Ditulis Oleh Al Ustadz abu Utsman Kharisman

Beberapa catatan tentang dzikir tersebut:

Pertama: Apakah dzikir tersebut ilmiah? Sebatas pengetahuan saya, dzikir tersebut tidak memiliki sanad riwayat baik dalam hadits Nabi ataupun atsar Sahabat. Mohon dikoreksi jika saya salah. Apabila ia tidak berlandaskan sanad riwayat, ia tidaklah ilmiah. Sebagaimana pernyataan al-Imam asy-Syafi’i di atas.

Sekali lagi, mohon diinformasikan jika ada yang mengetahui apakah dzikir itu ada dalam kitab-kitab kumpulan hadits bersanad? Mungkin di Shahih al-Bukhari kah? Atau Shahih Muslim? Adakah dalam Kutubut Tis’ah (9 Kitab induk hadits)? Atau di luar Kutubut Tis’ah, mungkin pada Mushonnaf, atau Musnad, atau Mu’jam, Sunan, dan  kitab-kitab bersanad lainnya. Mohon diberitahukan pada saya, agar jika riwayatnya shahih saya juga ingin mengamalkan.
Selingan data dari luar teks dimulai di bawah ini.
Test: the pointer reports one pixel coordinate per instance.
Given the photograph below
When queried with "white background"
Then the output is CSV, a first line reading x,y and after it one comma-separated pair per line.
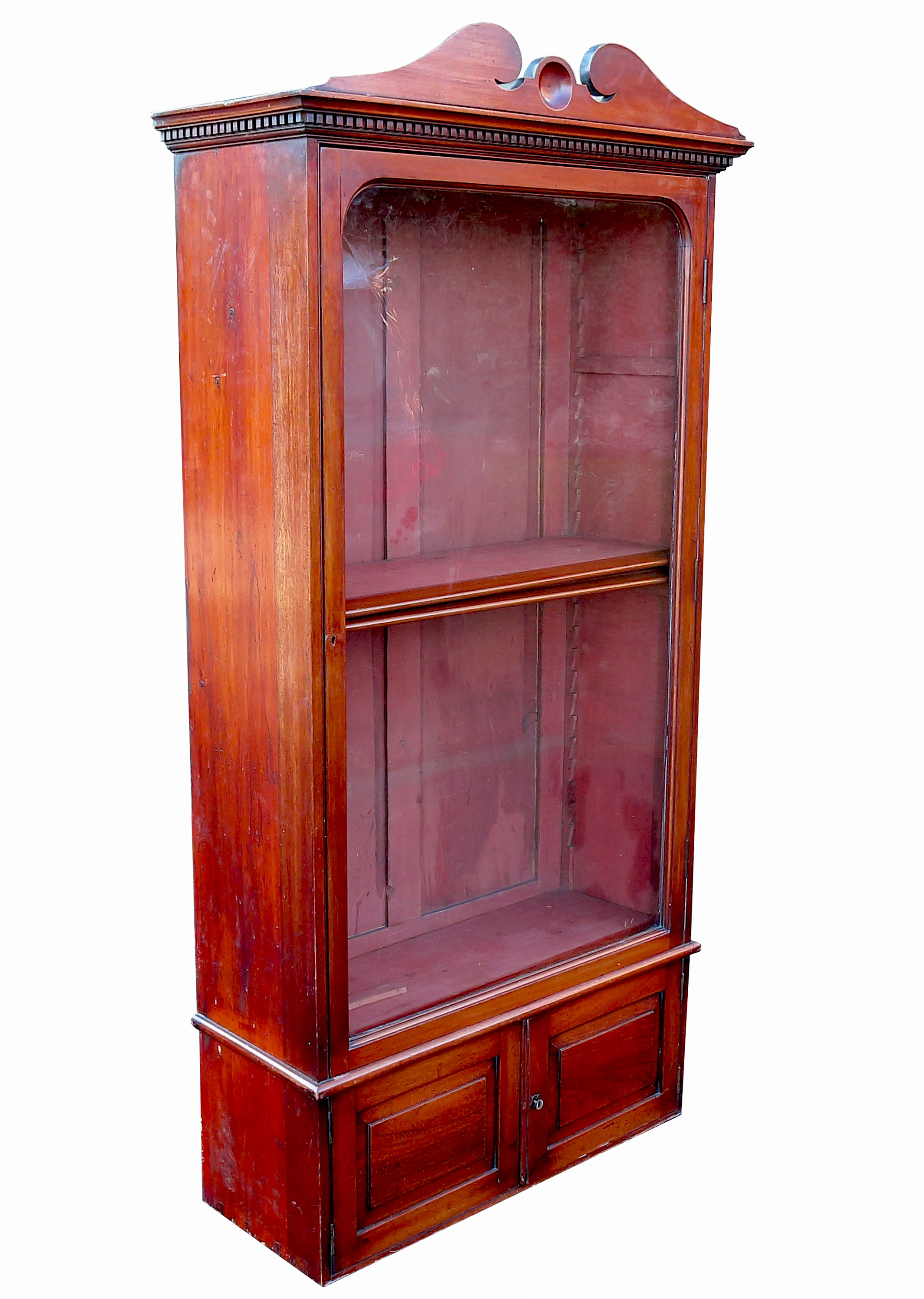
x,y
795,1170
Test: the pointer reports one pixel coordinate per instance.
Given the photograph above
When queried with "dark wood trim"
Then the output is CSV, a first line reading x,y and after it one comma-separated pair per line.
x,y
657,154
320,1089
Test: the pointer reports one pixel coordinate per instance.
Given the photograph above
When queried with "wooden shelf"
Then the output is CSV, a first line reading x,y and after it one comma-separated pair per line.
x,y
410,976
390,585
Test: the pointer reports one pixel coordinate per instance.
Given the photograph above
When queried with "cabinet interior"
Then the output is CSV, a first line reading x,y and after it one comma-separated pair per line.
x,y
510,429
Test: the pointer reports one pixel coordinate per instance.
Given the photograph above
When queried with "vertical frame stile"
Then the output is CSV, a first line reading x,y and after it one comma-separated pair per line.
x,y
701,523
684,643
334,619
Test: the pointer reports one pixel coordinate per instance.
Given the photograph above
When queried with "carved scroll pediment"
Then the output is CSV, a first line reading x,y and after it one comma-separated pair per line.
x,y
480,67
Kedua: Jika memang ternyata dzikir itu tidak pernah diamalkan oleh Sahabat Nabi, berdasarkan pernyataan Hudzaifah bin al-Yaman radhiyallahu anhu yang telah dikemukakan di atas, berarti kita tidak bisa dan tidak boleh mengamalkannya.

Apakah tidak boleh membaca doa umum dengan lafadz yang disusun sendiri? Tentu boleh selama tidak masuk dalam lafadz-lafadz yang terlarang. Namun, menjadi masalah jika doa yang disusun sendiri itu kemudian dimasyhurkan, diajarkan turun temurun disertai keyakinan akan fadhilah atau keutamaannya – padahal tidak ada nash shahih tentang itu- hingga membuat doa itu lebih masyhur dan lebih sering diamalkan dibandingkan doa-doa yang diajarkan Nabi.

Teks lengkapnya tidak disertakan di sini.